Psychopathic or Just Antisocial? A Key Brain Difference Tells the Tale

Though psychopaths and antisocial people may seem similar, what occurs in their brains isn’t.

Psychopaths are almost always antisocial, but antisocial people aren’t always psychopaths.

Both groups of people are known for blatantly disregarding others’ rights and acting impulsively. But psychopaths add charm, manipulation, and callousness to the equation.

That fact made a group of psychology researchers led by Luke Hyde, an assistant psychology professor at the University of Michigan, rather curious. “We wanted to better understand ways in which antisocial behavior might differ in adults with and without higher levels of psychopathy,” Hyde says. “Because much of the work in this area has been done with criminals very high on psychopathy, we wanted to see if these results would be present across lower levels of these traits seen in community adults.”

Psychopaths also had fewer negative emotions (if participants’ self-reports are to be believed) than people who are only antisocial but not psychopathic.

Hyde and his colleagues recruited 103 participants from the University of Pittsburgh’s Adult Health and Behavior project (AHAB), a database of psychologically profiled people.
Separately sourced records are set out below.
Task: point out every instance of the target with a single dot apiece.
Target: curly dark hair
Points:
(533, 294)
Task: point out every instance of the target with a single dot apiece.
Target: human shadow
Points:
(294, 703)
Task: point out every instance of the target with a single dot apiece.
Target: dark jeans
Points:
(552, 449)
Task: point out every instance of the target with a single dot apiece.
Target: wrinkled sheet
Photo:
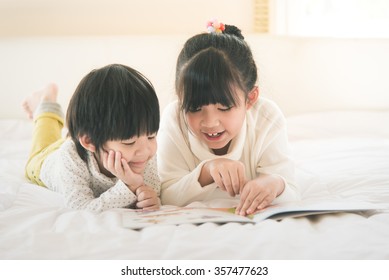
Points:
(337, 154)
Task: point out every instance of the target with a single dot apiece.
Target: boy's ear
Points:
(86, 142)
(252, 97)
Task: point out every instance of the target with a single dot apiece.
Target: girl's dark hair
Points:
(211, 65)
(115, 102)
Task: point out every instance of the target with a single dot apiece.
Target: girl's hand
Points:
(118, 166)
(229, 175)
(259, 193)
(147, 198)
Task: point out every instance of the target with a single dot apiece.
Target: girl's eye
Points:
(193, 110)
(129, 143)
(224, 109)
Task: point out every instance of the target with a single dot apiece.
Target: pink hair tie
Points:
(214, 26)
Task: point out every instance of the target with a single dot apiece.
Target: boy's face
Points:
(137, 151)
(216, 125)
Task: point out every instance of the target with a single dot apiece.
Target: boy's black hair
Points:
(210, 66)
(115, 102)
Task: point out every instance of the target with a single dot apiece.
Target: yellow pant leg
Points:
(46, 138)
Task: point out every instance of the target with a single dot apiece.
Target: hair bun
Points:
(233, 30)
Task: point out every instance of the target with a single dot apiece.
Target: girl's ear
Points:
(252, 97)
(86, 142)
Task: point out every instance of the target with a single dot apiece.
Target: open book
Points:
(171, 215)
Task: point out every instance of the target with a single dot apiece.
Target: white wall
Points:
(119, 17)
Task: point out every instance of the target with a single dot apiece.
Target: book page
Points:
(169, 215)
(312, 207)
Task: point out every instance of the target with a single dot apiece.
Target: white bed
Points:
(349, 159)
(340, 151)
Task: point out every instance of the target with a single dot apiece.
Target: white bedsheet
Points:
(338, 154)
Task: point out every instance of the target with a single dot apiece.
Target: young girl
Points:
(219, 140)
(108, 159)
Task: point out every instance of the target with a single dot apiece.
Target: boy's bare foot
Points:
(48, 93)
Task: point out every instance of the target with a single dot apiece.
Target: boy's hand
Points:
(147, 198)
(259, 193)
(118, 166)
(229, 175)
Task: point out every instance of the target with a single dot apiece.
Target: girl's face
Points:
(137, 151)
(216, 125)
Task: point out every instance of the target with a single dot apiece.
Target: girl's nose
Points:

The researchers then tested their subjects to determine how psychopathic or antisocial they are via a technique which, the study says, was “used to create highly overlapping but distinct measures of psychopathy and antisocial personality disorder.” The researchers also asked their subjects to answer questions about their own personalities. After that, each participant was exposed to a series of angry, distressed, and scared faces while having his or her brain scanned so that the researchers could see what each person’s amygdala was doing during the task.

When a psychopath saw a worrisome face, his or her amygdala didn’t react as much as the average person’s does. Psychopaths also had fewer negative emotions (if participants’ self-reports are to be believed) than people who are only antisocial but not psychopathic.
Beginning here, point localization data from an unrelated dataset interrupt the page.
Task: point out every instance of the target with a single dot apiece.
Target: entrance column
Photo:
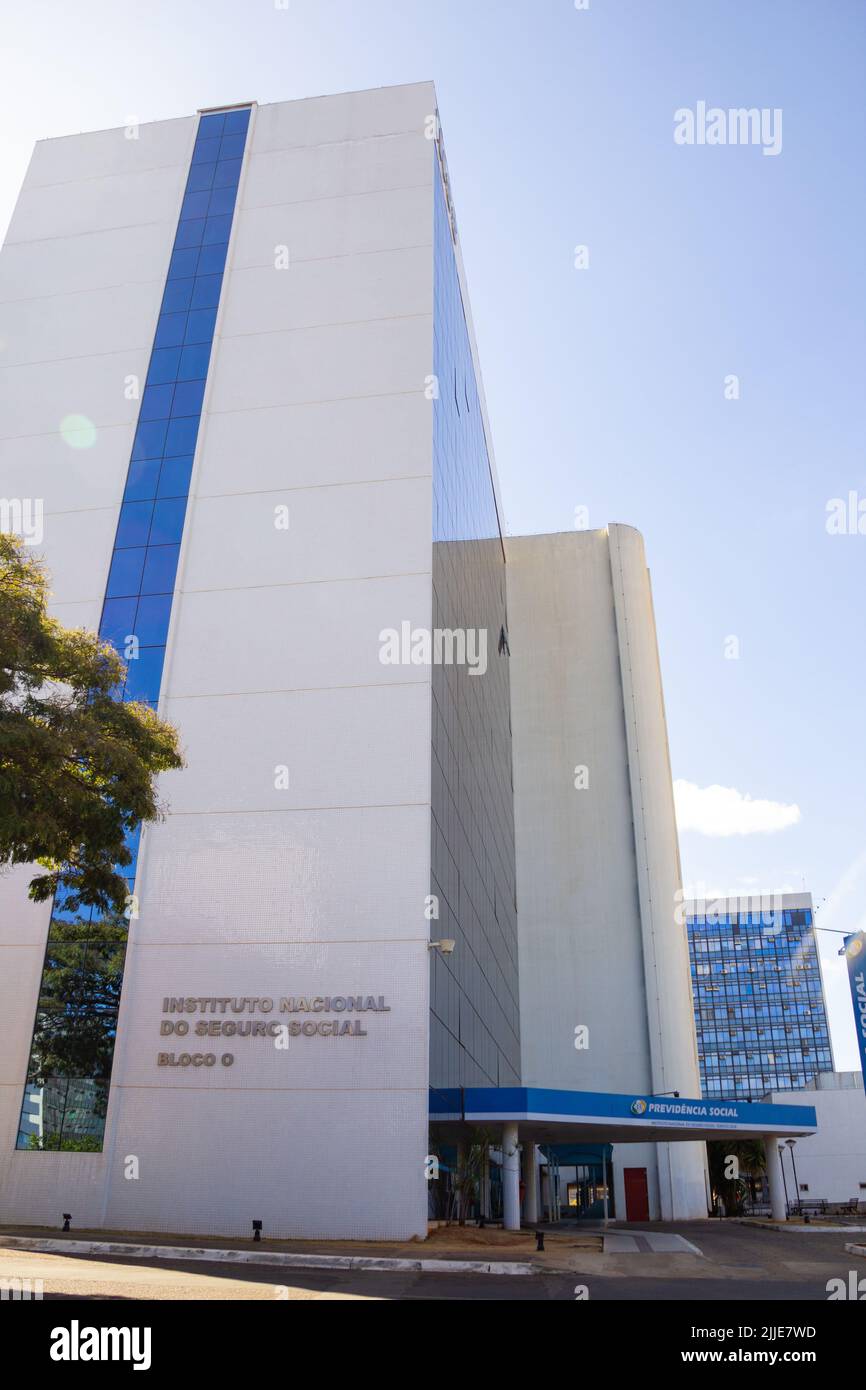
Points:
(530, 1182)
(510, 1178)
(774, 1178)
Since the amygdala exists in part to detect threats, the fact that antisocial people’s amygdalae were more active when presented with emotional faces—at least more active than those of psychopaths—is telling.

“I was surprised,” says Hyde, “to see that different measures of psychopathy and antisocial behavior had different prediction of brain reactivity. As a field we seem to have a clear definition and consistent measures of what ‘antisocial’ behavior is, but different measures of the non-antisocial personality traits seen in psychopathy seem to be tapping different conceptions of what it means to have ‘psychopathy.’”

These findings, published earlier this year in the Journal of Abnormal Psychology, mean that despite how similar psychopaths and antisocial people may seem, these mental disorders probably have different physical causes.

Rosie Spinks contributed reporting.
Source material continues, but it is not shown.